Decreto Tajani: Nueva ley y sus implicaciones
El centro de la controversia es el Decreto Tajani, aprobado en 2025, que limita el reconocimiento de la ciudadanía iure sanguinis para los descendientes nacidos en el extranjero. Anteriormente, muchas generaciones pudieron solicitarla más fácilmente, pero ahora la reforma establece que solo podrán acceder automáticamente aquellos que sean hijos o nietos de ciudadanos italianos bajo ciertas condiciones. Esto ha dejado a una gran parte de los bisnietos y tataranietos fuera del proceso.
El gobierno italiano defiende esta medida argumentando que busca frenar el uso indiscriminado de la ciudadanía italiana. El canciller, Antonio Tajani, ha calificado el pasaporte italiano como un “producto comercial” y ha interrogado a aquellos que lo solicitan únicamente para beneficiarse de los privilegios de la Unión Europea.
Desarrollo judicial y los argumentos de Restanio
Restanio ha liderado la ofensiva judicial apenas se implementaron las nuevas restricciones. La Corte Constitucional de Italia ha decidido remitir una consulta al Tribunal de Justicia de la Unión Europea para evaluar la compatibilidad de las nuevas restricciones con la legislación comunitaria.
De manera simultánea, la Corte de Casación emitió un fallo crucial que respalda la interpretación de Restanio y del abogado Leo Piccininni. En este fallo, los magistrados afirmaron que la ciudadanía iure sanguinis es “un derecho subjetivo fundamental, permanente e imprescriptible”, adquirido al momento del nacimiento. Además, cualquier pérdida de este derecho solo puede ocurrir por decisión voluntaria del ciudadano. Esto rechaza cualquier posibilidad de interpretación que implique una renuncia automática del derecho debido a circunstancias ajenas a la voluntad del descendiente.
Posibles consecuencias y recomendaciones
El proceso de consulta al Tribunal de Justicia de la Unión Europea se prevé que dure alrededor de un año y medio. Mientras tanto, Restanio sugiere que una de las salidas más probables es que Europa obligue a Italia a instaurar un régimen de transición para quienes han quedado excluidos por la reforma. También se espera que el tribunal europeo cuestione el criterio temporal establecido por la ley, que delimita hasta el 27 de marzo de 2025 para acceder al reconocimiento de la ciudadanía.

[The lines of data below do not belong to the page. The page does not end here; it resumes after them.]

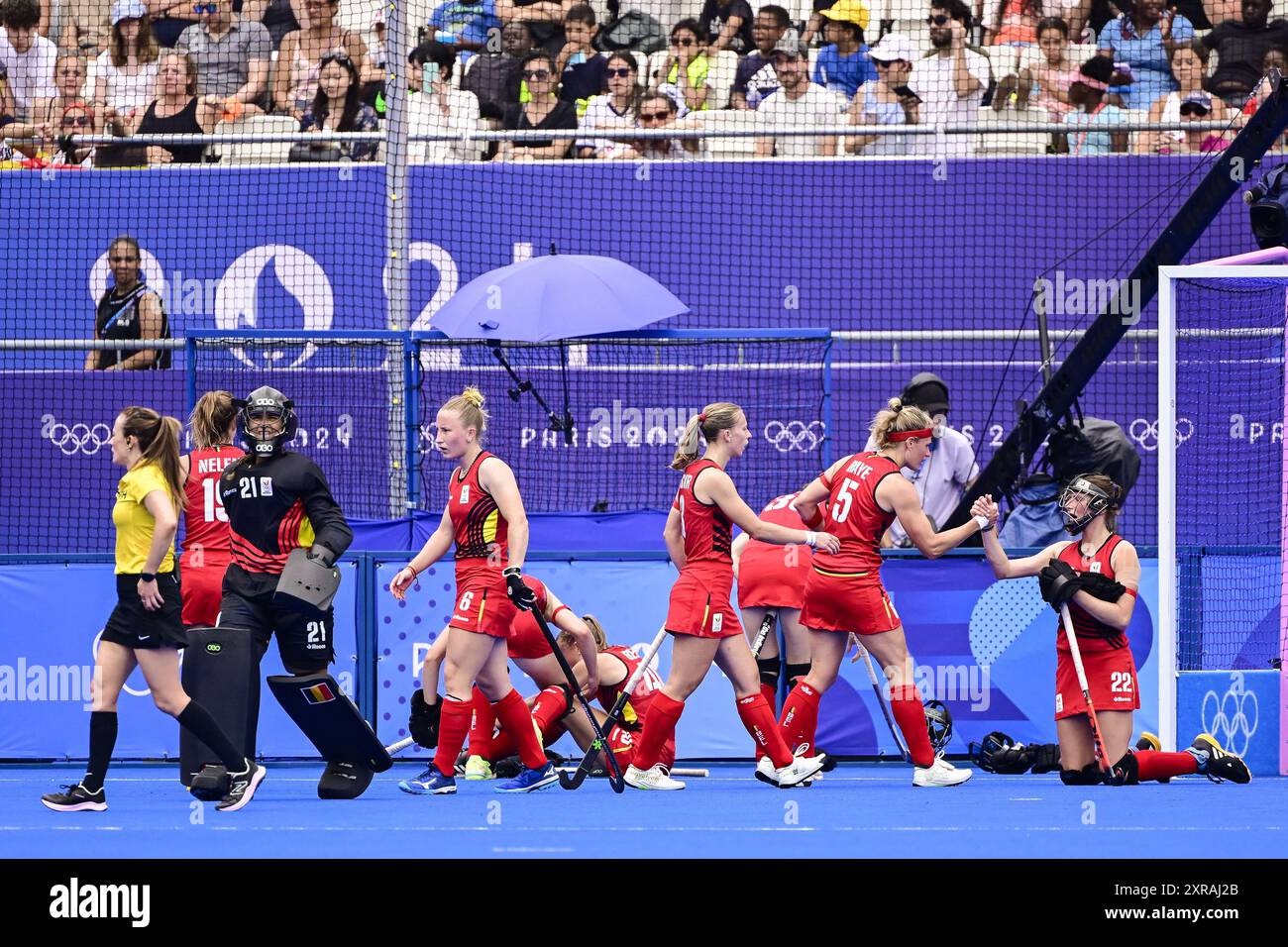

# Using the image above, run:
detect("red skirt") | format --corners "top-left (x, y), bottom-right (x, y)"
top-left (666, 570), bottom-right (742, 638)
top-left (802, 573), bottom-right (902, 635)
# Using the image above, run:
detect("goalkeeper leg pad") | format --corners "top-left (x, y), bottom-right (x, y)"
top-left (268, 674), bottom-right (393, 798)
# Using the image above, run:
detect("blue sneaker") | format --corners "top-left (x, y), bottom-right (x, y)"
top-left (496, 763), bottom-right (559, 792)
top-left (398, 764), bottom-right (456, 796)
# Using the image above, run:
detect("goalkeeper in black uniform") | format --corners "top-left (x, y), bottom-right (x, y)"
top-left (219, 385), bottom-right (353, 781)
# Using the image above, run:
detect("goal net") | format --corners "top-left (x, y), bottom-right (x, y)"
top-left (1158, 265), bottom-right (1288, 772)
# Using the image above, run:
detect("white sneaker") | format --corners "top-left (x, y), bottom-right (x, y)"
top-left (912, 756), bottom-right (975, 786)
top-left (623, 763), bottom-right (684, 789)
top-left (774, 746), bottom-right (827, 789)
top-left (756, 756), bottom-right (778, 786)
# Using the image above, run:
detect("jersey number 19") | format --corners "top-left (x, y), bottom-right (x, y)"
top-left (201, 479), bottom-right (228, 523)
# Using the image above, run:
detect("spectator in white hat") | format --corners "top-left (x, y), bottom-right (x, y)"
top-left (94, 0), bottom-right (161, 120)
top-left (845, 34), bottom-right (921, 155)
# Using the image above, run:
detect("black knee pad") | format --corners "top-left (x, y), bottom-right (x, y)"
top-left (756, 657), bottom-right (781, 690)
top-left (1105, 750), bottom-right (1140, 786)
top-left (1060, 763), bottom-right (1102, 786)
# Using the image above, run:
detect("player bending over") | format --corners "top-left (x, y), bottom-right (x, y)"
top-left (730, 493), bottom-right (812, 710)
top-left (971, 473), bottom-right (1252, 786)
top-left (398, 575), bottom-right (599, 795)
top-left (40, 407), bottom-right (266, 811)
top-left (781, 398), bottom-right (991, 786)
top-left (626, 402), bottom-right (840, 789)
top-left (389, 388), bottom-right (559, 795)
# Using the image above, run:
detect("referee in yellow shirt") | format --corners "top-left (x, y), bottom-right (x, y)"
top-left (42, 407), bottom-right (266, 811)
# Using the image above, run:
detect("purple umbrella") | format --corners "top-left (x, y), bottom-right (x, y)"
top-left (430, 254), bottom-right (690, 342)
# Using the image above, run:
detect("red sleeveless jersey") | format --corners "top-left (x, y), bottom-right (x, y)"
top-left (1055, 533), bottom-right (1127, 652)
top-left (447, 451), bottom-right (510, 579)
top-left (814, 451), bottom-right (899, 579)
top-left (599, 644), bottom-right (662, 729)
top-left (181, 445), bottom-right (245, 569)
top-left (673, 460), bottom-right (733, 579)
top-left (738, 493), bottom-right (810, 585)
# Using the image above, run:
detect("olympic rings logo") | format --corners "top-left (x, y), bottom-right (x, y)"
top-left (765, 421), bottom-right (823, 454)
top-left (1203, 672), bottom-right (1259, 756)
top-left (44, 415), bottom-right (112, 458)
top-left (1127, 417), bottom-right (1194, 453)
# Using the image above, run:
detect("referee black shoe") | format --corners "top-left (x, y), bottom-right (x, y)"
top-left (40, 783), bottom-right (107, 811)
top-left (215, 760), bottom-right (268, 811)
top-left (1190, 733), bottom-right (1252, 784)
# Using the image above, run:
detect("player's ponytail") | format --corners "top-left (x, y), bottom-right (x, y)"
top-left (870, 398), bottom-right (935, 451)
top-left (581, 614), bottom-right (608, 651)
top-left (188, 391), bottom-right (237, 449)
top-left (443, 385), bottom-right (488, 443)
top-left (671, 401), bottom-right (742, 471)
top-left (121, 404), bottom-right (187, 510)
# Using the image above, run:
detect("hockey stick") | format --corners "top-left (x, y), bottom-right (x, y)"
top-left (751, 609), bottom-right (778, 659)
top-left (559, 627), bottom-right (666, 792)
top-left (520, 607), bottom-right (626, 792)
top-left (385, 737), bottom-right (416, 756)
top-left (1060, 604), bottom-right (1117, 785)
top-left (850, 631), bottom-right (912, 763)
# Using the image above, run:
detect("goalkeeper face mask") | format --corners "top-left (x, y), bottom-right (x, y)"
top-left (237, 385), bottom-right (297, 458)
top-left (1060, 476), bottom-right (1109, 536)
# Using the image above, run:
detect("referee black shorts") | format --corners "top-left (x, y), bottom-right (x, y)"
top-left (103, 571), bottom-right (188, 648)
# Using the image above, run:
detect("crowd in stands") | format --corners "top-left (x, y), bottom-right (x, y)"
top-left (0, 0), bottom-right (1288, 166)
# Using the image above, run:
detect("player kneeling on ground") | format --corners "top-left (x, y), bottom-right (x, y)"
top-left (971, 473), bottom-right (1252, 786)
top-left (398, 575), bottom-right (599, 795)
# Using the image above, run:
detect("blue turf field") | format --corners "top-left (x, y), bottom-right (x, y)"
top-left (0, 764), bottom-right (1288, 858)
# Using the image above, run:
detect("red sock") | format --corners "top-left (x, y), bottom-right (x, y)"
top-left (631, 690), bottom-right (684, 770)
top-left (890, 684), bottom-right (935, 767)
top-left (1136, 750), bottom-right (1199, 783)
top-left (760, 683), bottom-right (778, 710)
top-left (780, 682), bottom-right (821, 756)
top-left (488, 686), bottom-right (568, 763)
top-left (492, 688), bottom-right (546, 770)
top-left (434, 697), bottom-right (474, 776)
top-left (736, 690), bottom-right (793, 770)
top-left (471, 684), bottom-right (496, 760)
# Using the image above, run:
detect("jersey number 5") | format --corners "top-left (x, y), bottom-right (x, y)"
top-left (832, 476), bottom-right (858, 523)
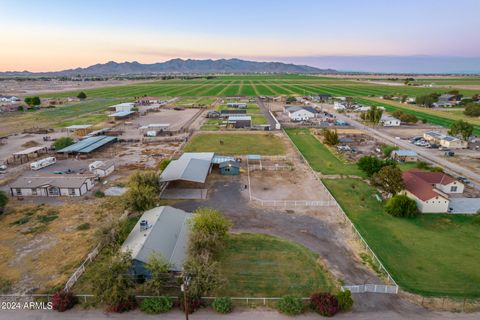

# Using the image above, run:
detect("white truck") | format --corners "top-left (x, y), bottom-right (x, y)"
top-left (30, 157), bottom-right (57, 170)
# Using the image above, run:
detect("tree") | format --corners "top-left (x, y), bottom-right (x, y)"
top-left (385, 194), bottom-right (418, 218)
top-left (0, 190), bottom-right (8, 214)
top-left (322, 128), bottom-right (339, 146)
top-left (463, 103), bottom-right (480, 117)
top-left (77, 91), bottom-right (87, 100)
top-left (53, 137), bottom-right (75, 151)
top-left (448, 120), bottom-right (473, 140)
top-left (286, 96), bottom-right (297, 104)
top-left (372, 166), bottom-right (405, 194)
top-left (357, 156), bottom-right (395, 177)
top-left (145, 254), bottom-right (171, 296)
top-left (92, 253), bottom-right (135, 311)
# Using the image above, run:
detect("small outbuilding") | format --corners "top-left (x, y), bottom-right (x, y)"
top-left (219, 161), bottom-right (240, 176)
top-left (120, 206), bottom-right (192, 278)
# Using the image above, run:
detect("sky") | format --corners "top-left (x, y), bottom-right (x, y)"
top-left (0, 0), bottom-right (480, 72)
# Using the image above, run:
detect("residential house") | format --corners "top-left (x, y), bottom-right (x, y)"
top-left (227, 115), bottom-right (252, 128)
top-left (423, 131), bottom-right (468, 149)
top-left (120, 206), bottom-right (192, 278)
top-left (285, 106), bottom-right (318, 121)
top-left (390, 150), bottom-right (418, 162)
top-left (380, 115), bottom-right (401, 127)
top-left (10, 174), bottom-right (95, 197)
top-left (402, 169), bottom-right (464, 213)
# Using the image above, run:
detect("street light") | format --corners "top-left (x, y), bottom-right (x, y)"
top-left (180, 274), bottom-right (191, 320)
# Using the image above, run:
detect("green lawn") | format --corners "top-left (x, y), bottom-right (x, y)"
top-left (285, 129), bottom-right (365, 176)
top-left (355, 98), bottom-right (480, 135)
top-left (185, 133), bottom-right (285, 155)
top-left (218, 233), bottom-right (335, 297)
top-left (324, 179), bottom-right (480, 298)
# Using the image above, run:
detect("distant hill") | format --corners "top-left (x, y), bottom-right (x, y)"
top-left (0, 59), bottom-right (337, 77)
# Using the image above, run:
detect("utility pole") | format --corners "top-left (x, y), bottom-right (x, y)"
top-left (181, 274), bottom-right (190, 320)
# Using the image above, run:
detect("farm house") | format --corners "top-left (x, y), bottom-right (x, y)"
top-left (10, 174), bottom-right (95, 197)
top-left (120, 206), bottom-right (192, 278)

Para aquellos que buscan obtener la ciudadanía italiana, Restanio les aconseja no abandonar el proceso. Recomienda enviar una carta certificada al consulado correspondiente, asegurando así una reserva de derechos respecto a la situación jurídica que existía antes de la implementación del Decreto Tajani. Este paso podría ser fundamental para demostrar el interés del solicitante mientras avanza la revisión judicial de la reforma. Además, sugiere que quienes no hayan comenzado el trámite deben preparar la documentación y consultar a profesionales especializados, ya que el proceso para obtener la ciudadanía empieza mucho antes de la solicitud formal.
El futuro del derecho a la ciudadanía
Si se aceptan las argumentaciones actualmente bajo análisis, las resoluciones futuras de la justicia italiana y del Tribunal de Justicia de la Unión Europea podrían redefinir el acceso a la ciudadanía por descendencia. Esto podría abrir nuevamente las puertas para miles de bisnietos y tataranietos de italianos en todo el mundo, cambiando el panorama actual de acceso a la ciudadanía.